A full-featured FastAPI application using SQLite, JWT authentication, roles & permissions, and Google OAuth2 scaffold. Includes complete CRUD for products and cart management.
- JWT access tokens + persistent DB-backed refresh tokens
- Token revocation system
- Role-based access control (User, Admin, etc.)
- Protected endpoints requiring roles
- Google OAuth2 Sign-in (scaffold, requires Google Cloud credentials)

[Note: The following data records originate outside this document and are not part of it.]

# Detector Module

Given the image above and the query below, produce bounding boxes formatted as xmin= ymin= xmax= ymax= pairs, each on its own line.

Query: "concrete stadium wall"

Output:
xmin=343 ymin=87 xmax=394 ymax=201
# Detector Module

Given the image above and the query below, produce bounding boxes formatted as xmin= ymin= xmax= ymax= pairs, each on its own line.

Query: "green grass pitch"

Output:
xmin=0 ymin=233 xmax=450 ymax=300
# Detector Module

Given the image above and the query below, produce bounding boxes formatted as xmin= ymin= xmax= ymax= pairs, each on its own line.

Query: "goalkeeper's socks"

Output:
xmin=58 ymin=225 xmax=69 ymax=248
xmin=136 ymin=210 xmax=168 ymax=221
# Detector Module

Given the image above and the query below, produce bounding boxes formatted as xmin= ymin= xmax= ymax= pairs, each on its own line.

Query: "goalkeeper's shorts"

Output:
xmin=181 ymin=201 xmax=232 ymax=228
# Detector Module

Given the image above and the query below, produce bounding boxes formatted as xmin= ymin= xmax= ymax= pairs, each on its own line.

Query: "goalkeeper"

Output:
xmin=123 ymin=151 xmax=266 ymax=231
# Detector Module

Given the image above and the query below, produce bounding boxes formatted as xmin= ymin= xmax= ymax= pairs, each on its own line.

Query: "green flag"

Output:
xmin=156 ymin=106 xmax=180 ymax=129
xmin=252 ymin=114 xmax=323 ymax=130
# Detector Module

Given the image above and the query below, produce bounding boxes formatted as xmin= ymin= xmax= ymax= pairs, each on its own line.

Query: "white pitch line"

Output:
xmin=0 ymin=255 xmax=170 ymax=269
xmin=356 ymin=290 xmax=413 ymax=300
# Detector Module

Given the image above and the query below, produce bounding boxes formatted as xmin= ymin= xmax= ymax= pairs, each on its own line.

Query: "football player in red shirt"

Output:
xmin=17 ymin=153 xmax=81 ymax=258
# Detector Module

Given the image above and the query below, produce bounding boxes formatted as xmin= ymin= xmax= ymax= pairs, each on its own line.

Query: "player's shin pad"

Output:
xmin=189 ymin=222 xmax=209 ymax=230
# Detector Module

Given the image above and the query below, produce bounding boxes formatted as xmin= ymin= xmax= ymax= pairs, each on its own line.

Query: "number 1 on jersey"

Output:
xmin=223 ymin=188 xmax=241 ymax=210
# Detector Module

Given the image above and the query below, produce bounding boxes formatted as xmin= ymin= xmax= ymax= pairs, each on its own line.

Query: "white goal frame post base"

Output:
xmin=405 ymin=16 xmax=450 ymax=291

- Products: Create, Read, Update, Delete
- Cart: Add, remove, update items
- Admin routes: Manage users, roles, products, and orders
- SQLite local DB (
DATABASE_URL=sqlite:///./database.db) - Models: Users, Roles, UserRoles, Products, Cart, Orders, RefreshTokens
Data Files
###UI 2
Create a .env file with the following variables:
# SECURITY
SECRET_KEY=your-secret-key
ACCESS_TOKEN_EXPIRE_MINUTES=15
REFRESH_TOKEN_EXPIRE_DAYS=30
# DATABASE
DATABASE_URL=sqlite:///./database.db
# GOOGLE OAUTH2 (optional)
GOOGLE_CLIENT_ID=your-google-client-id.apps.googleusercontent.com
GOOGLE_CLIENT_SECRET=your-google-client-secret
GOOGLE_REDIRECT_URI=http://127.0.0.1:8000/auth/google/callback
Quick Start (Local)
1️⃣ Create and activate virtual environment
python -m venv venv
# Linux / Mac
source venv/bin/activate
# Windows
venv\Scripts\activate
2️⃣ Install dependencies
cd project
pip install -r requirements.txt
3️⃣ Setup environment: in the env
4️⃣ Run the application
uvicorn app:app --reload --port 8000
5️⃣ Access API docs
Swagger UI: http://127.0.0.1:8000/docs
Redoc: http://127.0.0.1:8000/redoc
Admin Routes
Admin-only routes protected with role-based dependency
Manage users, roles, products, and orders
Notes
Google OAuth2 requires GOOGLE_CLIENT_ID, GOOGLE_CLIENT_SECRET, and GOOGLE_REDIRECT_URI.
Refresh tokens are stored in DB and support revocation.
Roles system allows creating and assigning roles to users; use require_role() dependency for endpoint protection.